Italian collector will show works from her vast contemporary art collection at the Matadero cultural complex

Patrizia Sandretto Re Rebaudengo at Matadero, Madrid Benedetta Mascalchi

The Turin collector Patrizia Sandretto Re Rebaudengo is opening a foundation in Madrid, adding to her two spaces in Italy. The new venue, housed in the Matadero arts complex and due to open in 2019, will primarily function as a space for Sandretto Re Rebaudengo to exhibit part of her 1,000-strong contemporary art collection.

The Ghanian British architect David Adjaye and the Spanish architect Arturo Franco are together designing the new 6,300 sq. m, gallery space, which is double the size of the foundation’s Centre for Contemporary Art in Turin. The city of Madrid has agreed to lease the building for 50 years in exchange for the long-term loan of 100 works from Sandretto Re Rebaudengo's collection. The foundation is footing all refurbishment and running costs.

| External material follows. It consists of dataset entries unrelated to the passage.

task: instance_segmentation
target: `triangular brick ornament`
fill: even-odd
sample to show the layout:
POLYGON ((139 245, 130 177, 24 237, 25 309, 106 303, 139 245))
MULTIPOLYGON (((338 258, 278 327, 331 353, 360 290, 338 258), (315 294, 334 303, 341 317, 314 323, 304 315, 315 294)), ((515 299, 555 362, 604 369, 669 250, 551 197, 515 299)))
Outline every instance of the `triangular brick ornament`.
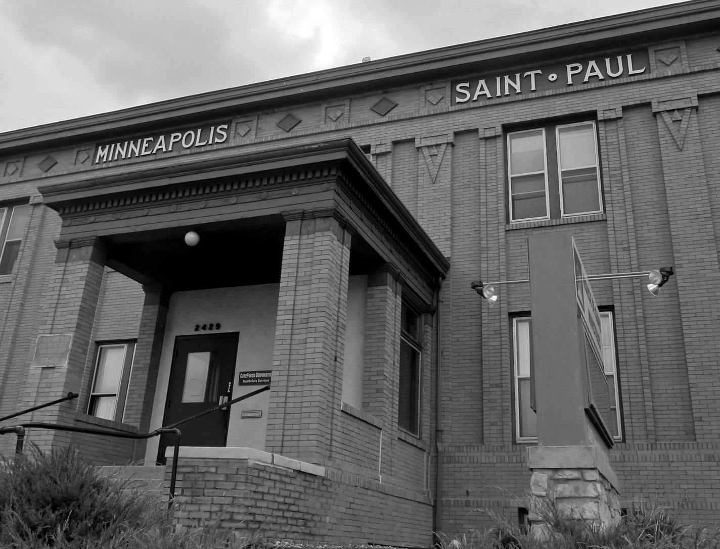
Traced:
POLYGON ((691 109, 683 109, 682 117, 680 117, 680 112, 678 110, 675 110, 672 116, 667 111, 663 111, 660 113, 662 115, 662 119, 665 121, 665 124, 667 125, 667 129, 670 130, 670 134, 672 134, 672 139, 675 140, 675 145, 678 145, 679 150, 683 150, 683 145, 685 144, 685 136, 688 133, 688 126, 690 124, 690 112, 691 110, 691 109), (675 120, 679 122, 679 123, 676 123, 675 120))
POLYGON ((438 178, 438 171, 440 170, 440 164, 443 161, 445 155, 445 149, 447 148, 447 143, 442 145, 431 145, 423 147, 423 156, 425 157, 425 164, 428 166, 430 172, 430 178, 433 183, 438 178))

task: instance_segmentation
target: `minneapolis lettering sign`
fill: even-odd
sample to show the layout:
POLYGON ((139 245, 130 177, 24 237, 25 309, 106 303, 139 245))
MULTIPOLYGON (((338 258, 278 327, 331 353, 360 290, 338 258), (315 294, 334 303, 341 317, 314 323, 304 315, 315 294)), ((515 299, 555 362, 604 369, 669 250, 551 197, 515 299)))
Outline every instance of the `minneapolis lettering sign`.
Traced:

Speaking at a press briefing today, 25 September, Sandretto Re Rebaudengo said she settled on Madrid after looking at London, Berlin and Lisbon because she considers Spain her “second homeland” and because of the Spanish capital’s links to Latin America and its burgeoning art scene. There has been an influx of Latin American collectors to the city over the past few years, since the Spanish government began to offer residency visas to foreign buyers who spend €500,000 or more on properties.

As in Italy, Sandretto Re Rebaudengo will offer residencies to curators who will organise exhibitions after travelling throughout Spain to meet local artists. Her wide-ranging collection is particularly strong in British, Italian and American artists, but Sandretto Re Rebaudengo says she plans to increase her holdings of Spanish artists. The Madrid foundation will also run workshops for schoolchildren and people with special needs, among others.

Sandretto Re Rebaudengo stressed the foundation would not only invite artists to exhibit but would also “finance and produce new works”. She added: “We want to create a dialogue with the social and cultural fabric of Madrid.”

Manuela Carmena Castrillo, the mayor of Madrid, likened the arrival of the Fundación Sandretto Re Rebaudengo Madrid to that of the Guggenheim in Bilbao. “Everybody has the right to enjoy art,” she said. “That's why we have to open our doors to collectors.”

Carlota Alvarez Basso, the director of the Matadero, said exhibiting the collection will boost the profile of the sprawling complex, a former slaughterhouse in the Arguanzuela district. “This is a unique opportunity; the Sandretto Re Rebaudengo collection does not belong to any other institution in Spain,” she said.

The local dealer Inés López-Quesada, who also has a gallery in Mexico, described the Matadero as Madrid’s answer to PS1 in New York. “It’s a place that hosts cutting edge performances and theatre,” she said. In total, ten organisations–some public, some private–occupy the 165,415 sq. m arts hub. They include an artist residency space and a design centre.

Welcoming the launch of the Fundación Sandretto Re Rebaudengo Madrid, López-Quesada said momentum has been building in the city since the British architect Norman Foster opened his foundation there earlier this year. “It feels like an exciting time for art in Madrid, and the opening of Patrizia’s foundation is a fantastic boost for the scene,” she said.